Sun Jul 4 15:24:38 2004 : Well I suppose another typo is the typo in the Typo handout. For Typo (6), you have two \lfloor. You are missing a \rfloor

Mon Jul 5 17:46:55 2004 : Another typo is probably on the math 115 web page which says HW 3 is due *June* 14

Mon Jul 5 17:58:39 2004 : John: Thanks!

Thu Jul 8 15:01:43 2004 : John: I just finished writing up the solutions for HW #3, and it is a bit long, isn't it? Don't worry, this will be as long as the assignments get, and next week the assignment is very light (since the midterm is coming up). Two comments: For #14 in Section 6.1, what they want you to do is to find the least positive residue of 3^100 mod 7. I haven't talked about "base 7 expansions" yet, I will next week. For #16 in Section 6.1, I suggest breaking it up into two cases: if n = ab, where a,b > 1, look at the cases where a > b and if a = b. In the latter, n = b^2, and show that b and 2b both divide (n-1)!.

Sat Jul 10 15:33:59 2004 : Problem #3 in section 6.2 for hw #4 doesn't seem interesting at all because there really isn't any way of making use of Fermat's Little Theorem. The only way is just actually using repeated squaring to compute this which simply isn't interesting at all (unlike Carmichal numbers, which are way more interesting!)

Sat Jul 10 15:42:18 2004 : John: Carmichael numbers are interesting, and we'll talk about them on Wednesday. I didn't want to give too much homework this time, and I wanted to give you one (easy) computational example. Also, I'm not sure I ever asked you to practice with repeated squaring. Here's one hint to simplify the calculation: use Euler's theorem, since it applies. Then you needn't do too many squarings! :)

Mon Jul 12 18:22:55 2004 : The lecture on p-adic numbers was very fun today! Are we responsible for p-adic numbers on the final exam? I didn't see any practice problems on the hw for this week.
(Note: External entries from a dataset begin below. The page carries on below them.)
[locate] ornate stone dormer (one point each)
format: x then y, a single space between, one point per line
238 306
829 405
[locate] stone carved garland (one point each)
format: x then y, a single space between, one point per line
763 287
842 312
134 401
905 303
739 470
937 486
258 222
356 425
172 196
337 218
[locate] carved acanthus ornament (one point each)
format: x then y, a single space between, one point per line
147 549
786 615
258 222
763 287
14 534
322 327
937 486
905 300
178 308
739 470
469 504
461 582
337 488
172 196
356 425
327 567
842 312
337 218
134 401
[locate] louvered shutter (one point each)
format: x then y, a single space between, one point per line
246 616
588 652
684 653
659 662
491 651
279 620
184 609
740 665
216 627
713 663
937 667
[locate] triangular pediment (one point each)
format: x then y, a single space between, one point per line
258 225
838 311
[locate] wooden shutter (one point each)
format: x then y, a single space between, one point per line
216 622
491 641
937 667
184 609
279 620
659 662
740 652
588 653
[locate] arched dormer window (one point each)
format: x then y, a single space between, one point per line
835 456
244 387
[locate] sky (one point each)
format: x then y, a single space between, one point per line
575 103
Mon Jul 12 18:52:07 2004 : John: I'm glad you enjoyed it! :) You will not be responsible for anything that I cover this week either on the midterm or on the final. (E.g. you should know Hensel's lemma, but you needn't know what's "really going on" vis-a-vis the p-adics.)

Tue Jul 13 13:04:03 2004 : John: Thanks everyone for your valuable feedback! There were 24 respondents, and here are the results. For (1) pace of the class, the score averaged 8/10; most people thought the pace was fine, and an equal number thought that it should move more slowly and more quickly. It's hard to make everyone happy, here, so I'll do my best to get to interesting topics by the end and will also spend more time when covering difficult proofs. For (2) group work, the score was 7/10, with most people finding it helpful only occasionally (when y'all are not too tired). I will spend some time thinking of other ways to use this time! For (3) and (4) well-prepared and clear/concise, the scores were 9/10 and 8.5/10; you are right that I often times talk and write too fast! It's the debater in me, I'll work on this. (I do like to write as much as possible on the blackboard, but that means more writing for you, too!) As for other comments, there were a few people that thought the homeworks were too long, and I don't mean to work you too hard... I will readjust and give you more hints on the harder problems. There were a few people who requested topics, and I would love it to hear how you would like to spend the last week. Please post here or send me an e-mail and I will do my best to allow time for it. Thanks everyone!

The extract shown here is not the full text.